Moral or immoral policing?
Mumbai police commissioner Dr Satyapal Singh, speaking to NDTV, pointed out that in 2011 and 2012, only 5 per cent of rape cases registered in the city were by persons unknown to the victim, while 95 per cent rapes were committed by relatives or friends. These included cases of fathers raping their own daughters. “Can any police force in the world stop such crimes?” Dr Singh asked.
The problem, he said, is one of “mental sickness”, of which the rapes were a physical manifestation. Dr Singh went on to say that the “mental sickness” was growing in society and asked whether doctors should be blamed for increase in the number of diabetes cases.
While pointing to several measures that the force has taken for women’s security following the Delhi gangrape of last December, Dr Singh said that the size of the police force in Mumbai is too small for a city with Mumbai’s population.
Mumbai has less than 49,000 police personnel for its 1.8 crore people.

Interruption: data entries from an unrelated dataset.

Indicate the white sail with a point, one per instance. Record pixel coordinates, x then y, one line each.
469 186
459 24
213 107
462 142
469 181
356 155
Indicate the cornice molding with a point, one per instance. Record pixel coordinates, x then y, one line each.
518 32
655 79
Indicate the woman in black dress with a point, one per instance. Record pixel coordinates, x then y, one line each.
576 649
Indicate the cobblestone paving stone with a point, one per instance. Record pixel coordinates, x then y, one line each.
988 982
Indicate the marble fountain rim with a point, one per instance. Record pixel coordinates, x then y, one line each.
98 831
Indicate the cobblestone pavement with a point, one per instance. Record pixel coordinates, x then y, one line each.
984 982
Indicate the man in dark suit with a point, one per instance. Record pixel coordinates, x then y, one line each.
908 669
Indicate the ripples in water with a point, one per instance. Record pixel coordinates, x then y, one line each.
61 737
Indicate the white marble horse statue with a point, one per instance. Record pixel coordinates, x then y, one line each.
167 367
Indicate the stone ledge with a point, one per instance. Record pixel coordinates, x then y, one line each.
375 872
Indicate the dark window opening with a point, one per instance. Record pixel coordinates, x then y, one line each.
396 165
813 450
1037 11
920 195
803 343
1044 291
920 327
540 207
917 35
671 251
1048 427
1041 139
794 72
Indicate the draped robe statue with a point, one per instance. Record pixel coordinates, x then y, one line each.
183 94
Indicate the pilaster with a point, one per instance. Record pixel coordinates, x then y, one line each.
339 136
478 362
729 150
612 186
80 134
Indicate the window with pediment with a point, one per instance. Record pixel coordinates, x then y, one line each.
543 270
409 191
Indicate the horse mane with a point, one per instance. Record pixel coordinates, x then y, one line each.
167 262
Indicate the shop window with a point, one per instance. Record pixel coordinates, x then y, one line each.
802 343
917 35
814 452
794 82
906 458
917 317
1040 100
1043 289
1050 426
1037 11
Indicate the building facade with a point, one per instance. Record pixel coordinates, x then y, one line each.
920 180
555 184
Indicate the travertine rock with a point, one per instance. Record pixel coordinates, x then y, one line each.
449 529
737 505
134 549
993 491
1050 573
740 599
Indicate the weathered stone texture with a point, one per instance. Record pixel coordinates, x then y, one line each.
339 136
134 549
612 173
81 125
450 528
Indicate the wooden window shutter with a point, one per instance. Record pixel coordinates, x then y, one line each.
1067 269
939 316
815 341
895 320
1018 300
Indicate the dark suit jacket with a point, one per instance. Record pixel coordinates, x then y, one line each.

Asked about “moral policing”, commissioner Singh said rhetorically, “Should the police do moral policing or immoral policing?” On the one hand, people want to “encourage this kind of culture”, he said, replying to a question about dancing in pubs and kissing in parks, “while on the other hand you want to stop sexual assaults”. He said that “on the one hand you want a promiscuous culture, on the other hand you want safety for women”, and said that the society needed to work out a balance.
Dr Singh later said that there were “modern youth” in society who wanted freedom of all sorts, but did not want to be harassed by police.
A caller on the show asked whether legalising prostitution might help reduce sex crimes, to which the commissioner said, “Today, you want to legalise prostitution, tomorrow you will want to legalise rape…we have to stop somewhere.”
Dr Singh admitted to political interference at the local level, but said that it was up to senior officers to ensure that the force remained accountable not to politicians but to the law. He lamented the falling conviction rates and said this was leading to a reduction in fear of police. “Everybody wants to scrutinise the police,” he said, blaming politicians and human rights organisations for interference.
Policing by itself would not solve problems of rising crime, he said, and it would need value education.
The commissioner later told The Asian Age that he had received requests from senior citizens to take up moral policing. Dr Singh also mentioned a specific case when during a recent visit to LT Marg police station for a Grievance Redressal programme, an 83-year-old man asked him to take action against young couples who frequent a nearby park and indulge in acts the man found to be “obscene”.